Background: We investigated the expression of the epidermal growth factor (EGF) network before and after castration in the prostate cancer xenograft CWR22 implanted in nude mice, and examined the effects of gefitinib (Iresssa, ZD1839), a new drug directed towards the EGF tyrosine kinase receptor (HER1) of the EGF network.
Methods: CWR22 prostate cancer xenografts were propagated in immunodeficient male mice. The expression of the growth factors and receptors in the EGF network was examined by real-time PCR analysis and ELISA at 0, 7, 14, and 30 days after castration, and the tumor growth was examined after treatment with gefitinib or placebo.

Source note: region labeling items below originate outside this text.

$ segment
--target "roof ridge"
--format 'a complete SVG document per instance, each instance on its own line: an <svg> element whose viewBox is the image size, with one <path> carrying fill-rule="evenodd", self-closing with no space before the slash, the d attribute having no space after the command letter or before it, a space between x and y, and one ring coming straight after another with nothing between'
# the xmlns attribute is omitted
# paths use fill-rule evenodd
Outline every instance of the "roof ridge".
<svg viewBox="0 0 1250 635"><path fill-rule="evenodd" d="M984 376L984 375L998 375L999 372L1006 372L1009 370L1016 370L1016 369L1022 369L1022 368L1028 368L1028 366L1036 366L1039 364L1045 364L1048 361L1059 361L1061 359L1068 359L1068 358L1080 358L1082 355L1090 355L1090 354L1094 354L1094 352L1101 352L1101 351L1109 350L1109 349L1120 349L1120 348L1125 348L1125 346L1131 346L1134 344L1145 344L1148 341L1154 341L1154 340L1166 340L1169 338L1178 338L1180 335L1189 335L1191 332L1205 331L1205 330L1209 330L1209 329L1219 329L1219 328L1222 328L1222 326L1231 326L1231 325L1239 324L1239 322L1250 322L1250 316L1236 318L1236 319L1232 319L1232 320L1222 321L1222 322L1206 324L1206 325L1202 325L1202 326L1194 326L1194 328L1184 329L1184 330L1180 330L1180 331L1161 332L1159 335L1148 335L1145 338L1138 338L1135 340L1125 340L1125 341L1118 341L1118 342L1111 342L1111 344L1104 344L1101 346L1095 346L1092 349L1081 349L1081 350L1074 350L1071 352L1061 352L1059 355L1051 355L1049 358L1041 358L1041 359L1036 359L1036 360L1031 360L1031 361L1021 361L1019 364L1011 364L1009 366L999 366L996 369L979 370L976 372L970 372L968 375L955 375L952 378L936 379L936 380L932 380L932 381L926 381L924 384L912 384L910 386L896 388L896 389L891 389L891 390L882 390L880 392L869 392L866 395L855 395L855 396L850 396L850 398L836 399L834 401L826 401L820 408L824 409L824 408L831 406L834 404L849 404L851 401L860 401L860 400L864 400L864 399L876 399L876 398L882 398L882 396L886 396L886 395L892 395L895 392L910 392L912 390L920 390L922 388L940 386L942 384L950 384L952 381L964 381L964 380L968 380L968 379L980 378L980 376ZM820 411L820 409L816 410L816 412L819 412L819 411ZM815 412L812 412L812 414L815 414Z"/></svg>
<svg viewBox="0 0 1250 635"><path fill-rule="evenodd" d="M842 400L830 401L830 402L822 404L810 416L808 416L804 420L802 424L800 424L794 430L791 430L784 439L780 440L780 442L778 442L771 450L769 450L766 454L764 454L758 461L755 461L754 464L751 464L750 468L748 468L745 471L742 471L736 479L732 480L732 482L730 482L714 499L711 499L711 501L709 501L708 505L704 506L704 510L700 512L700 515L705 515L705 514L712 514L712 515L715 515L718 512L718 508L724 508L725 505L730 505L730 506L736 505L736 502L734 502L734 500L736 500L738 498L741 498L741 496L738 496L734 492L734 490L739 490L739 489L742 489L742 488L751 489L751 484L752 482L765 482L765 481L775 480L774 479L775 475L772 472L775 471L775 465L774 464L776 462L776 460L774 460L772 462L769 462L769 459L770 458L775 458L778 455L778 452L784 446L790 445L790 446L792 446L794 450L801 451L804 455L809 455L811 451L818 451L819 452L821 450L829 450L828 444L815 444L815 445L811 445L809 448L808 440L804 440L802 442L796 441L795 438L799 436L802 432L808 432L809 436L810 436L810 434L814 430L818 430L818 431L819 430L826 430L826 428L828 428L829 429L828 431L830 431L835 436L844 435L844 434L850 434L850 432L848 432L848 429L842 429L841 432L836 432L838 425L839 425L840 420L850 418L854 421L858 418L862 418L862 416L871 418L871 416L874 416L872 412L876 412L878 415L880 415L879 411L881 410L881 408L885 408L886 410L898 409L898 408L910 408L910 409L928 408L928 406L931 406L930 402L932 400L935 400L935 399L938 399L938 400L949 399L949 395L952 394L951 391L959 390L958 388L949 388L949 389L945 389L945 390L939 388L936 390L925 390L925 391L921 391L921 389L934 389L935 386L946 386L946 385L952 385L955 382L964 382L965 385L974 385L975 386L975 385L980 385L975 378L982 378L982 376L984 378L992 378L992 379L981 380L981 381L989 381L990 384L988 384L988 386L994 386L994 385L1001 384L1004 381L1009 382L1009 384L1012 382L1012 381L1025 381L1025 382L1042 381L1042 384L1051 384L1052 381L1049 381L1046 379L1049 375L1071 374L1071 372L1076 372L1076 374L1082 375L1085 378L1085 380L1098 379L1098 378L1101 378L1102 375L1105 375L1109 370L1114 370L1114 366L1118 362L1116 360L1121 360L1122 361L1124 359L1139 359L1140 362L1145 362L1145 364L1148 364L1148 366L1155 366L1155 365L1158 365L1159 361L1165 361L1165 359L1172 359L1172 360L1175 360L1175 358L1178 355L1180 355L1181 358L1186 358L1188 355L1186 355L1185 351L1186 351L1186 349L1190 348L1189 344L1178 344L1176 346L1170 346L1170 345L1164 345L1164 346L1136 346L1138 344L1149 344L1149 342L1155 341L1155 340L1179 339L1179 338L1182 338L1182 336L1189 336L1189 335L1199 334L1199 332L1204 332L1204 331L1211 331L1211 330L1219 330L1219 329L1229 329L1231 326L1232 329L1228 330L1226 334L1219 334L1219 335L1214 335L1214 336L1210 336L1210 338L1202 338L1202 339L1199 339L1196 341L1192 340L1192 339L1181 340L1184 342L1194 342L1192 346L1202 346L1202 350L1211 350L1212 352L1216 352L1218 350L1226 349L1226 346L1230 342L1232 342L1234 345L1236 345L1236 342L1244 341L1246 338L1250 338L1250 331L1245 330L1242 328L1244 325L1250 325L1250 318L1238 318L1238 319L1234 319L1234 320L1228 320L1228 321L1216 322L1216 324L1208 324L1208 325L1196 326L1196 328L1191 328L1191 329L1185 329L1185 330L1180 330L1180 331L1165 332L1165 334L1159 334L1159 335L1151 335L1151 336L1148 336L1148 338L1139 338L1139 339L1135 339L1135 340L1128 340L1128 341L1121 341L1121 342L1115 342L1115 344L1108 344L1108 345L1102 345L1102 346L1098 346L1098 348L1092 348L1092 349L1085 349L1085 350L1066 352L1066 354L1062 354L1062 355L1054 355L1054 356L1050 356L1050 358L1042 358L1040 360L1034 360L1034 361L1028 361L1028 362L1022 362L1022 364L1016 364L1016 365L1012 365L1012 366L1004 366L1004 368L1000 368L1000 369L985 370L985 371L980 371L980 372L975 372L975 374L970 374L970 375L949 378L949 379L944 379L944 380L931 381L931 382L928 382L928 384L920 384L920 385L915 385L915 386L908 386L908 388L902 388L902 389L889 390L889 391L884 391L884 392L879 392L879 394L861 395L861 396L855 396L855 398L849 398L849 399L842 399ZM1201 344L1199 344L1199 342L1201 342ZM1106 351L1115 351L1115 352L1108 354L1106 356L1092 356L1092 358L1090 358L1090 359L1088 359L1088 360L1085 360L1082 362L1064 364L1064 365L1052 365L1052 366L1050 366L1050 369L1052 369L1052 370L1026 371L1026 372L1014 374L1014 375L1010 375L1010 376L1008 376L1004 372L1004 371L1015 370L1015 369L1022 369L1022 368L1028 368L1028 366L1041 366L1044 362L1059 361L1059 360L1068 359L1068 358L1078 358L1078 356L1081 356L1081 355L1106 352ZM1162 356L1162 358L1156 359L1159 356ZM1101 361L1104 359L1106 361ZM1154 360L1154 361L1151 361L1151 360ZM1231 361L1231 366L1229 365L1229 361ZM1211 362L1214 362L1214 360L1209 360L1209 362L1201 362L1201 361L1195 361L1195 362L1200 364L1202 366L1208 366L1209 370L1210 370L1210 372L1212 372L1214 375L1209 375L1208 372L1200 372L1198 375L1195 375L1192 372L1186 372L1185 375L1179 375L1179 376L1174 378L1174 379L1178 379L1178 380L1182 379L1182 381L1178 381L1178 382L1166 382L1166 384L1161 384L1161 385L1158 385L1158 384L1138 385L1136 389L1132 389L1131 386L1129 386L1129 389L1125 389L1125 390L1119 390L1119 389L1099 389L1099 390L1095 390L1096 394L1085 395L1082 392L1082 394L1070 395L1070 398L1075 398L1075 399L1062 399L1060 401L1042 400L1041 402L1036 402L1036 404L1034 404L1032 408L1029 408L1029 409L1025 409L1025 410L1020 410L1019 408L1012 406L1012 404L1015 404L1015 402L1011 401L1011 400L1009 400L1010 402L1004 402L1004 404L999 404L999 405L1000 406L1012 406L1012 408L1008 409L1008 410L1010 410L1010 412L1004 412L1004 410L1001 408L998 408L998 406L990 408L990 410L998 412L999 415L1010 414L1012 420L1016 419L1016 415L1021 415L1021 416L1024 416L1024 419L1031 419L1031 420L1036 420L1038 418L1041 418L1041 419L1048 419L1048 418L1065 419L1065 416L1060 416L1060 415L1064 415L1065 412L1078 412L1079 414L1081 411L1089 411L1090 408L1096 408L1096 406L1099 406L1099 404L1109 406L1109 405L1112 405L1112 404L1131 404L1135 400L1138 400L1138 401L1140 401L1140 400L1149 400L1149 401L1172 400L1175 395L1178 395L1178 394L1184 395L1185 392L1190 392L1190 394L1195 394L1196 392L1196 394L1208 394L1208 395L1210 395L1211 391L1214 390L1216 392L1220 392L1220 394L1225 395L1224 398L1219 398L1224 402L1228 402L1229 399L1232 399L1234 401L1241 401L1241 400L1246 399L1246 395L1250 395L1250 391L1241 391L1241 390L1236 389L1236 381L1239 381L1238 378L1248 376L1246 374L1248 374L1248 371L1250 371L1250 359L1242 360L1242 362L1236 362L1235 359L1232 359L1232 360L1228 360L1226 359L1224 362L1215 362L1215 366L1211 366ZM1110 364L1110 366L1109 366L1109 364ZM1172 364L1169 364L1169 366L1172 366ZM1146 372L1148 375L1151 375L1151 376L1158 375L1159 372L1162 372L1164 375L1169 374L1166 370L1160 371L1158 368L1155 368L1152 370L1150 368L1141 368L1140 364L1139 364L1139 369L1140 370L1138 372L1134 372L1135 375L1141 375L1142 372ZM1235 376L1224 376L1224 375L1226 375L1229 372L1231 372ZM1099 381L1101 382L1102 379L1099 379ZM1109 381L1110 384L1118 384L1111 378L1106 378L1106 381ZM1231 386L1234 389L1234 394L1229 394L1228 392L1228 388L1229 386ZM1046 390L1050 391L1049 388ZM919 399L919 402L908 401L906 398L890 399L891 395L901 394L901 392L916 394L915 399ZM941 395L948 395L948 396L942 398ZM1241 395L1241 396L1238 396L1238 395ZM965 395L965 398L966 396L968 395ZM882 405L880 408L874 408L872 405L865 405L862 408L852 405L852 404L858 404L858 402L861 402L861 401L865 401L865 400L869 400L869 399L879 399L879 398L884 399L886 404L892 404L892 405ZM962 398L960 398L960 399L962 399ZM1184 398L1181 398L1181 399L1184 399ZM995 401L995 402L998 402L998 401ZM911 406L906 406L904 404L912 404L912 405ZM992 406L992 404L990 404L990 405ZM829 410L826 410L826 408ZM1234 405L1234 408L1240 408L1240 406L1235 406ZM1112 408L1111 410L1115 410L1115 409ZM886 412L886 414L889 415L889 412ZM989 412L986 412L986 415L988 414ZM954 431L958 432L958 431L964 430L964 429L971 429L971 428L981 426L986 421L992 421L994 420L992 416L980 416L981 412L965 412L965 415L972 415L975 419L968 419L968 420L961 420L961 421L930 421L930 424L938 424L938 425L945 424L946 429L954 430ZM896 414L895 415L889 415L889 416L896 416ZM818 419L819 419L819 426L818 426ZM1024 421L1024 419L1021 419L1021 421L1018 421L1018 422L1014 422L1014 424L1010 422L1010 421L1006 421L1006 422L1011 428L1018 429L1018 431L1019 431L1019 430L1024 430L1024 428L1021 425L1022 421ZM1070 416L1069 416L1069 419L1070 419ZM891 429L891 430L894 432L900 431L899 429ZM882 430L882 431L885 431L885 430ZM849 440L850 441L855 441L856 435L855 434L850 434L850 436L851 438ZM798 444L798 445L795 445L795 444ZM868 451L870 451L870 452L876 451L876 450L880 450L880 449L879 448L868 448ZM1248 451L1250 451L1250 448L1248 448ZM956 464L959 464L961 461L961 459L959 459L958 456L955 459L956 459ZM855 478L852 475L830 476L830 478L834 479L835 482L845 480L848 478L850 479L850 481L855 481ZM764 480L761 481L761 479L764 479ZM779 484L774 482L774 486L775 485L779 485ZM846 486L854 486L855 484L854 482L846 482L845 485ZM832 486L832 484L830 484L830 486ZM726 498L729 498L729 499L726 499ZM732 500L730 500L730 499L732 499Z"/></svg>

Results: A fraction of growth factors showed a steady increase in the mRNA expression reaching between fourfold and eightfold 30 days after castration, including amphiregulin (P < 0.005) and epiregulin (P < 0.001). ELISA for amphiregulin showed a fivefold increase 30 days after castration. Tumor bearing mice were castrated and treated with or without the HER1 tyrosine kinase inhibitor gefitinib. Tumor involution was significantly increased by castration plus gefitinib as compared to castration alone.
Conclusions: Castration leads to adaptive increase in the concentrations of a subset of growth factors from the EGF network in the androgen sensitive CWR22 prostate cancer xenograft. Specific inhibition of the HER1 tyrosine kinase receptor significantly increases the tumor involution, and suggests that HER1 targeted drugs could be of therapeutic relevance in the treatment of advanced prostate cancer.